そこへ蘇我入鹿がやって来ます。入鹿はふざけながらやって来たこれらの芸人達に持っていた剣を取られてしまいますが、彼は笑って剣を渡し、丸腰のまま席について式の始まりを待ちます。

  もちろん、これは中大兄皇子らが芸人達に指示しておいた作戦です。また、三韓からやって来たという使者達も全て中大兄皇子らの手先にすり替えられており、しかも三韓の使者に代わって上表文(天皇に読み上げる文)を読み上げるのは蘇我石川麻呂です。そして蘇我石川麻呂が上表文を読み上げている最中に、蘇我入鹿に斬りかかる作戦です。

  ところが蘇我石川麻呂が上表文を読み上げているのに、斬りかかる役の人達は蘇我入鹿の威勢に恐れをなしてなかなか行動に移せません。その様子にしびれを切らせた中大兄皇子は自ら飛び出して蘇我入鹿を斬りつけます。

  驚いた蘇我入鹿は皇極天皇のもとに転げながら助けを求めます。皇極天皇は中大兄皇子に理由を問いただしますと「この者は天皇をないがしろにし、皇子たちを次々と殺そうとしております!!天皇家よりもこの者のほうが大事なのですか!!」と厳しい返事を返します。
  すると皇極天皇はその場を無言で立ち去り、見放された蘇我入鹿はその場で殺されてしまいます。

  その後すぐに中大兄皇子らは法興寺(飛鳥寺)にたてこもり、蘇我入鹿の父である蘇我蝦夷の反撃に備えます。
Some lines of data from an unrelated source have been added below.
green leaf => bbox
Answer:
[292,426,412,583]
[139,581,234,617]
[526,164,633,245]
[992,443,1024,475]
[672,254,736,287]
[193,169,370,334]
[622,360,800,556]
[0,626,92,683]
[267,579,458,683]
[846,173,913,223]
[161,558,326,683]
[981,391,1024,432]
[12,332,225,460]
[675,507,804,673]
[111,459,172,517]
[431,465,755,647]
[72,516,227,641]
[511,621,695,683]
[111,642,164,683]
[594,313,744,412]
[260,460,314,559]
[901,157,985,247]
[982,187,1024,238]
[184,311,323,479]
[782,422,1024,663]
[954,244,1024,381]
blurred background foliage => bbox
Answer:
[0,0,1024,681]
そして皇族や豪族の多くは中大兄皇子らに味方します。

  孤立してしまった蘇我蝦夷は覚悟を決め、翌日(13日)自宅に火を放って自殺してしまい、これによって長年にわたり権力の頂点に居続けた蘇我氏の本家は滅亡してしまいます。

  蘇我蝦夷が焼身自殺した翌日の14日、皇極天皇は中大兄皇子に天皇の位を譲ろうとしますが中大兄皇子はこれを断り、代わりに皇極天皇の弟「軽皇子」(確かこの人は大した人物では無かったはずでは…。(⌒_⌒;))を推薦し、軽皇子は「孝徳天皇(こうとくてんのう)」として即位します。もちろん皇太子は中大兄皇子が選ばれます。中臣鎌足は「内臣(うちつおみ)」という役職になります。(ただ、内臣って役職名は後にも先にもこの人にしか与えられてないので、どんな役だったかは不明。)蘇我石川麻呂は「右大臣」に任命されています。
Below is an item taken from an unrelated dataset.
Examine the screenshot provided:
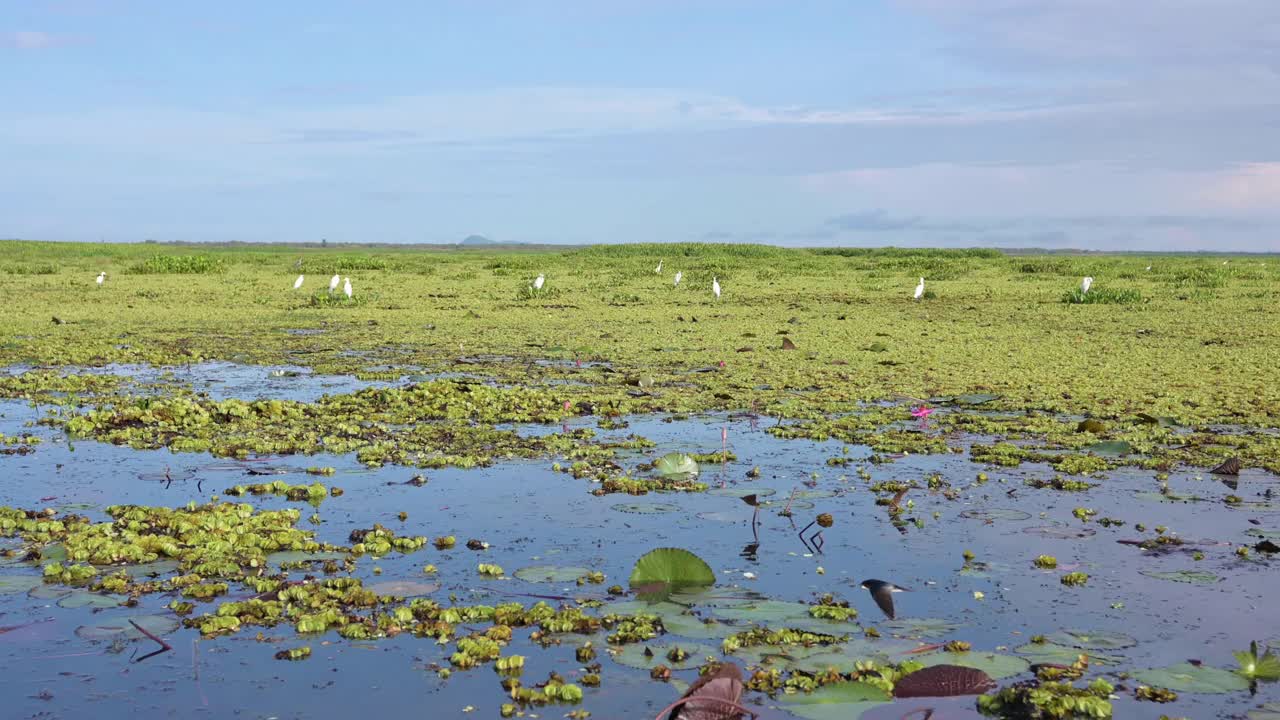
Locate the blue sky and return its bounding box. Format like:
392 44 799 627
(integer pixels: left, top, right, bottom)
0 0 1280 251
  こうして天皇中心の国家建設に向けた改革がこのメンバーにより進んでいきます。(ちなみにこの乱の直後の9月には蘇我入鹿が後押ししていた中大兄皇子の兄「古人大兄皇子」は謀反の疑いをかけられて処刑されています。)

  その後、このメンバーの内、蘇我石川麻呂は邪魔者として自殺に追い込まれ(649年)、代わって中大兄皇子の弟「大海人皇子」が加わりますが、中臣鎌足の死後(669年)このバランスが崩れ、「壬申の乱」へと話が進んで行きます。